Picrotoxin (PTX; 100 μm) was used to block GABAAR-mediated currents, TTX (1 μm) was used to block action potentials (APs), and (2R)-amino-5-phosphonovaleric acid (APV; 50 μm) was used to block NMDA currents. Typically, PTX was added to the external solution ∼10 min before starting recordings to ensure complete block of GABAA signaling.
Statistics.
Results are plotted as means ± SD compared with a rank-sum or Student's t test (based on Lilliefors test for normality) and deemed significant if p < 0.05.
Results
We investigated AMPAR-mediated and NMDAR-mediated excitatory inputs to SPNs by whole-cell voltage-clamp recordings from SPNs (P3–P15, n = 109 cells) in A1 coupled with LSPS activation of caged glutamate. We characterized the connections to SPNs over three age ranges (P3–P5, P6–P9, P10–P15), approximately according to distinct functional states of the auditory system: hair cells function after P5 and the mouse ear canal opens at P9 (Shnerson and Pujol, 1983).
We recorded SPNs in thalamocortical slices (Fig. 1A) with the holding potential at −70 and +40 mV, respectively. To block GABAAR-mediated responses, PTX was added to the bath. Thus, when holding cells at −70 mV, we observed AMPAR-mediated currents only, and both AMPAR- and NMDAR-mediated currents at +40 mV. If a connection is present between a stimulated neuron and the recorded neuron, a postsynaptic current (PSC) is visible. During voltage-clamp recording when the SPN was held at −70 mV, photostimulation could evoke two types of responses: (1) a large inward current with short onset latency (≤8 ms); and (2) a smaller amplitude inward current with longer latency (Fig. 1B). The short-latency response is attributable to direct activation of the recorded cell and remains after adding TTX (Fig. 1C).
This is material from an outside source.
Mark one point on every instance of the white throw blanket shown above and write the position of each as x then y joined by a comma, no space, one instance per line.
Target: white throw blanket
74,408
The long-latency response can be abolished by adding TTX and is thus dependent on synaptic release from presynaptic cells (Fig. 1C). In a few cases, evoked responses were present together with direct responses. Because these events occurred close to the cell body and are difficult to separate from direct responses, they were not analyzed here. Short-latency direct and long-latency indirect responses were also visible when holding cells at +40 mV (Fig. 1B). To investigate the spatial pattern of excitatory connections to SPNs from the A1 cortical plate, up to 900 photostimulation sites (spatial separation of 40–50 μm) were sequentially sampled in a pseudorandom pattern (Viswanathan et al., 2012) to cover the entire radial extent of the cortical column from pia to ventricle (Fig. 1D). We quantified the strength of the excitatory inputs to SPNs by calculating the charge of the evoked EPSC (Viswanathan et al., 2012) and plotted two-dimensional maps of connectivity (Fig. 1E).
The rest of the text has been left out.